Every page in this tendentious feminist chapter contains a plethora of misdirection, over-simplification, suppression of contrary evidence, and over-generalization, if not outright falsification. The focus is always on the hardships and sufferings of girls and women to the exclusion of equal and often far greater hardships and suffering of boys and men. This chapter spends some space discussing the pre-adolescent crisis of confidence that is commonly assumed to manifest in girls at school, making the point that the crisis itself may be a social construct based on ideas about normative femininity; it makes this point by contrasting studies of white girls with evidence for the greater self-assertion and autonomy apparently shown by black girls at the same point in their lives. Nothing at all is said about boys’ problems, black or white, with a school system staffed mainly by women who see natural boy behavior as a problem—even though a major feminist scholar, Christina Hoff Sommers, has written extensively about this issue. Eckert and McConnell-Ginet also point us to evidence of built-in cultural bias in the phrase “husband and wife” but not “wife and husband.” This is supposedly proof of the patriarchal prioritizing of the male, but they don’t mention the rampant prioritizing of the female in news reporting such that when boys and men are killed or injured, they are referred to generically as people killed; while when girls and women are killed, their sex is identified to focus public compassion and horror.

Obviously a discussion of the boy crisis in education or linguistic evidence of the valuing of female life over male life would complicate the neat story of female grievance these scholars are elaborating.

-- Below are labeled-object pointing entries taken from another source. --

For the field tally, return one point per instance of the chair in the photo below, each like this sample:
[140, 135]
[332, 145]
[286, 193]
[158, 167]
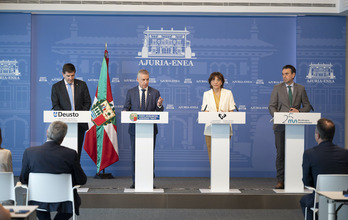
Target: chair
[327, 182]
[7, 188]
[46, 187]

On every major facet of gender knowledge, this chapter opts for feminist orthodoxy over honest discussion, and there is nothing to offset its misleading emphasis in the rest of the course syllabus, which consists mainly of pop culture texts and other theoretical statements. As the most substantial reading on gender in the course, the chapter is entirely inadequate, distorting students’ understanding by telling them not only that feminist gender fantasies are true but also that scientific facts about sex difference are false. Again, I have to say that although I’ve known for a long time that this material is being taught in gender studies courses, looking closely at it again leaves me flabbergasted.

I do not deny that there are smart people teaching in these programs and doing some valuable work; some of it isn’t about man-hatred: but in the main, the programs teach a warped view of the world.

Someone might say “ah, Fiamengo, you’re an anti-feminist, so of course you don’t like what is being taught in these courses. Your ideological opposition is no more legitimate than their ideological advocacy.” In my next three videos, I want to provide more specifics about why the vast majority of feminist courses can’t be defended on any grounds, even if you happen to think that some of their content is justified. As I said, I’ve had friends and people I admire teach courses for women’s studies programs. Nonetheless, there are non-ideological reasons why these programs should not exist. The money being spent on them—on programs that mis-educate our youth and contribute to the rot that pervades our justice system, our social services, and our media—is money that could be far better spent on real academic subjects that do not harm and actually benefit society.